We now recognize that TCM is a Westernized version, constructed over the last 50 years, and that it excises what was deemed antithetical to Maoist doctrines, either associated with elitist (Mandarin) schools of thought or, alternatively, backward folk traditions. For that reason, many have adopted the broader term Chinese traditional medicine (CTM), or the traditional medicine of China (TMC), or even China’s traditional medicine, rather than the politically charged TCM.

Modern History

For the last centuries in China, traditional medicine has been evolving while remaining rooted in the contending, sometimes conflicting theories of the preceding millennia. After the 1949 revolution, a decision was made to revive China’s native medicine in addition to developing the Western medicine that had seeded itself there in the 1800s. Before this time, indigenous medical knowledge was transmitted less formally through apprenticeship and family lineage and was officially recorded in thousands of texts from a succession of imperial courts. In both cases, differences have abounded.

Traditional Chinese medicine was introduced into the United States when President Nixon lifted the Bamboo Curtain. New York Times journalist James Reston traveled to China in 1971 and was treated with acupuncture there for post-surgical pain following an appendectomy. He sent back front-page headlines claiming, “I’ve seen the past, and it works.” Since that time, the popularity of acupuncture and Chinese herbal medicine has mushroomed in the Western world.


Current Utilization

Safety, effectiveness, and low cost appear to drive the utilization of Chinese medicine in the West. It is one of the fastest growing forms of health care in the United States. The National Institutes of Health (NIH) Consensus Conference in 1997 stated, “The data in support of acupuncture are as strong as those for many accepted Western medical therapies. One of the advantages of acupuncture is that the incidence of adverse effects is substantially lower than that of many drugs and other accepted medical procedures used for the same conditions.”

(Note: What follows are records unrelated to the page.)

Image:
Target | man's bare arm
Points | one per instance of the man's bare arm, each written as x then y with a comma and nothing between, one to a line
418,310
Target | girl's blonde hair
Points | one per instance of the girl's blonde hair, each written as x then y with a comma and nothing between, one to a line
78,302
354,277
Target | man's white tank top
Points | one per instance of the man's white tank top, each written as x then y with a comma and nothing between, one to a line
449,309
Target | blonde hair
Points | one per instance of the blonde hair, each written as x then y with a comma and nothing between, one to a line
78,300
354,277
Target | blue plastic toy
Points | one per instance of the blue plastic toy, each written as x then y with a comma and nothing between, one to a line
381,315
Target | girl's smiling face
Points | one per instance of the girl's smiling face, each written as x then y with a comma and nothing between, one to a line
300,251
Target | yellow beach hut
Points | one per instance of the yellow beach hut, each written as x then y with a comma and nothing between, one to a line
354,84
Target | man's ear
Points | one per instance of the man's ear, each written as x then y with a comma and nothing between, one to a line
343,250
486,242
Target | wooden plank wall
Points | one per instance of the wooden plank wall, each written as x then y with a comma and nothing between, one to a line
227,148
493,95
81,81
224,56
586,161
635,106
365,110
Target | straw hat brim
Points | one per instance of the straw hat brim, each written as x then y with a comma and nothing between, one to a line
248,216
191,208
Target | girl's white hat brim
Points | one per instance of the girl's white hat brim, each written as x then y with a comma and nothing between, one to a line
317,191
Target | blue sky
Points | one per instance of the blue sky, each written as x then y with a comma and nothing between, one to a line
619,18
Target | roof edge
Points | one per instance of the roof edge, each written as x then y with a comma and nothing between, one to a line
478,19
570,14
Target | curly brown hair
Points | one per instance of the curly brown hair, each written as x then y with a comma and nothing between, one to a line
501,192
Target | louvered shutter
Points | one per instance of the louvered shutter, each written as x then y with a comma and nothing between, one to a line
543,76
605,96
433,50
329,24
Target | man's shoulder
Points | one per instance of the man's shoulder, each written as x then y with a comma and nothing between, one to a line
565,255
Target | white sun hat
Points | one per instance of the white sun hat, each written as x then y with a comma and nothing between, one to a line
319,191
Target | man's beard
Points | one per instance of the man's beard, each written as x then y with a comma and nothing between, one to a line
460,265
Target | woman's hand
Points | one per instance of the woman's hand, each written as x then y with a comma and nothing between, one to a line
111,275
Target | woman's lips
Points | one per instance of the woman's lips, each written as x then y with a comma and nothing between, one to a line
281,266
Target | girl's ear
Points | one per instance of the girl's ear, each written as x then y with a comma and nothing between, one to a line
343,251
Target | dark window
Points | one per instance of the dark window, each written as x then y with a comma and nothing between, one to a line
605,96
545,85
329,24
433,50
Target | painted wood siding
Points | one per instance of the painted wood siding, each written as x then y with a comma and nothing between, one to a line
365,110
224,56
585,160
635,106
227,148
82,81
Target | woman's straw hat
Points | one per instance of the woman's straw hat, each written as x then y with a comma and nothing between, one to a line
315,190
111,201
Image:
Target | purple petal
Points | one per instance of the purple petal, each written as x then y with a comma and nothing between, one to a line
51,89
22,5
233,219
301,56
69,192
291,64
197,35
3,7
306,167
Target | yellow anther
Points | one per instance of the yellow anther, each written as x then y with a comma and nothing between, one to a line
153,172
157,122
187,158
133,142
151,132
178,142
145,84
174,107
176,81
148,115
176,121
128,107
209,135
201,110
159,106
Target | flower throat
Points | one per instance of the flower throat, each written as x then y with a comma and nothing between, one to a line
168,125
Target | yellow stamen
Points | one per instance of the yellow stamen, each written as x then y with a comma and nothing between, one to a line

As of the year 2000, there are more than one million Chinese medicine practitioners world-wide, and more than 11,000 state-licensed or national, board-certified acupuncturists practicing in the United States, of whom approximately one quarter are medical doctors. Estimates project that there will be 40,000 acupuncture practitioners by the year 2015. Fifty states have recognized the practice of acupuncture, many issuing state licenses. There are more than 56 schools of acupuncture that are either accredited or in candidacy status. Altogether these schools graduate hundreds of students from 3 and 4-year programs. In 1993 the Food and Drug Administration estimated that Americans logged between 9 and 12 million yearly acupuncture visits. By 2002, it was estimated that 20 million Americans, or one in ten, had experienced an acupuncture treatment. It is estimated that $1 billion is spent annually by Americans on Chinese medicine.

The Western Journal of Medicine reported on a study undertaken by the Kaiser Health

Maintenance Organization that found 57.2% of primary care physicians in Northern California used or recommended acupuncture within a 12-month period in 1996. Controlled clinical trials evaluating acupuncture added to standard protocols in the treatment of stroke-induced paralysis found that 80% of the patients receiving acupuncture had beneficial results at an average cost saving of $26,000 per patient.

A study published in 1998 by Claire Cassidy reported that in six Chinese medicine clinics in five US states, data supported findings of cost savings and effectiveness of acupuncture for a variety of complaints and diseases: of patients treated, 92% reported disappearance or improvement of symptoms; 84% said they saw their physicians less, and 79% said they used fewer prescription drugs.